Asterisk denotes entries on real places.
*Harlem.
*American South. As a region, the South resonates with symbolic importance in the memories, prayers, and visions of the novel’s characters. None of the real-time action of the novel occurs in the South; however, the South is symbolic of the psychological and historical origins of the Grimes family and other key characters. The South also works symbolically on other levels. It signifies the legacy of slavery in American history, with all of its physical, mental, spiritual and political implications for the characters, for African American history, and for the country as a whole. As embodied in the consciousness of the characters, the South also signifies the continued reality of American apartheid, which through the literary device of visionary prayer is projected “north” and played out in the present of the novel, and, by extension, it is projected into the 1950’s context of the novel’s original publication. As the place from which many of the key characters come, the South profoundly affects “where they are.”
Pentecostal church. Harlem church in which John Grimes, his family, Elisha and the “Saints” gather for prayer services on the threshing floor as the symbolic (and ironic) center of African American history and consciousness. This temple is also the place where the characters confront American history and culture, through the intense visionary experience of their prayers. Interpreters of Go Tell It on the Mountain disagree regarding whether or not John Grimes has a religious conversion on the threshing floor, and whether whatever kind of conversion he does experience is toward, or away from, the tradition represented by Gabriel and the black church. However, among these differing interpretations, there is no dispute about the importance of the threshing floor as the altar, so to speak, where John “descends” into history and where he experiences his ultimate epiphany.
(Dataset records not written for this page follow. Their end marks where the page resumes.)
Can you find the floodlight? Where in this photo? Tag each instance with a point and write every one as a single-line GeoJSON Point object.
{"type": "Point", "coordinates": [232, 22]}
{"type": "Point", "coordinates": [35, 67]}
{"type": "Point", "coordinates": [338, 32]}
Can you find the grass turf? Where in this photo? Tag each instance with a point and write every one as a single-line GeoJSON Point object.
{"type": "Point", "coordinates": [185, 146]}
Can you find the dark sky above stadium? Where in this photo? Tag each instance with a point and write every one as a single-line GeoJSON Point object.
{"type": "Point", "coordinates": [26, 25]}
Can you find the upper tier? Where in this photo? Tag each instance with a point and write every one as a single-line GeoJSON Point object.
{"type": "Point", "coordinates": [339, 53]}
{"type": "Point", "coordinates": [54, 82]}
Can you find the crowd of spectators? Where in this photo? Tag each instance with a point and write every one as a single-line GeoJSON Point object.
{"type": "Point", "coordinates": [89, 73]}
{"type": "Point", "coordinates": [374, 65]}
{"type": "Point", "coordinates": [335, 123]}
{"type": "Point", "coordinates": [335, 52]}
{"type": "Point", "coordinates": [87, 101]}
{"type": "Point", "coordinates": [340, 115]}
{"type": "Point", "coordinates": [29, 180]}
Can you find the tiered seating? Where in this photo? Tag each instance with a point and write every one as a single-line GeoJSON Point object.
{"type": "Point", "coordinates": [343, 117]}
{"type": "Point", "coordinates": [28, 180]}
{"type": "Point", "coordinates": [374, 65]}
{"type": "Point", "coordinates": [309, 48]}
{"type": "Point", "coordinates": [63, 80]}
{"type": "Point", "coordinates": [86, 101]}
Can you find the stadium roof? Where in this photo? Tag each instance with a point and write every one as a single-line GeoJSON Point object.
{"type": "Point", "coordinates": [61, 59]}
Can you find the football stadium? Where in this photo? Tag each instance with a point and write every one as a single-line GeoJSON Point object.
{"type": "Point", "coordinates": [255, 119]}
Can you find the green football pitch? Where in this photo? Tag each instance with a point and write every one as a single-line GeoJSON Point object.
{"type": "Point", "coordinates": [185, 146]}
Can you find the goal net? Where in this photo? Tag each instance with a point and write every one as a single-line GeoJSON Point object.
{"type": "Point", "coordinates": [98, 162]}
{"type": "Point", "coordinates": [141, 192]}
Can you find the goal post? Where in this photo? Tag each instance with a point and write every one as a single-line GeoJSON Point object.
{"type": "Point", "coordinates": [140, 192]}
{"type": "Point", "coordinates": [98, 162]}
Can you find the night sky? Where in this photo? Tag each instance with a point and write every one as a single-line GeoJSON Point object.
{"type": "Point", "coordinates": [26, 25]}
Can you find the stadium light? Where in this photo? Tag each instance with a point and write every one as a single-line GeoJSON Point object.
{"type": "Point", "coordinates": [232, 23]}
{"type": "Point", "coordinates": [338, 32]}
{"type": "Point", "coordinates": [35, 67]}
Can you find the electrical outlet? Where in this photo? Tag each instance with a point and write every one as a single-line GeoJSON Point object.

Movie theater. Midtown Manhattan theater that John visits on his birthday, the day of his profound rebirth. The movie theater becomes a secularized temple for John, a place where the film he sees symbolizes the world of art, open sexuality, and creativity. Drawn toward the “temptation” of art, John struggles throughout the novel to see his history and the history of his people, as a source for the liberating possibilities of artistic expression.
*Central Park. Large park in the middle of Manhattan that serves as a transitional space, working symbolically within the richly textured biblical imagery of the novel as a whole. Early in the novel, John crosses the park, the wilderness, to climb to the summit of a hill, and is gripped by a prophetic presentiment of freedom, power, and transcendence. His brief but sharply focused encounter with an elderly white man in the open space of the park symbolically affirms the possibility of a mutually acknowledged shared humanity. This encounter occurs in a space away from the city streets, where the characters are protected for a brief moment from the identity pressures and pre-set patterns of American society.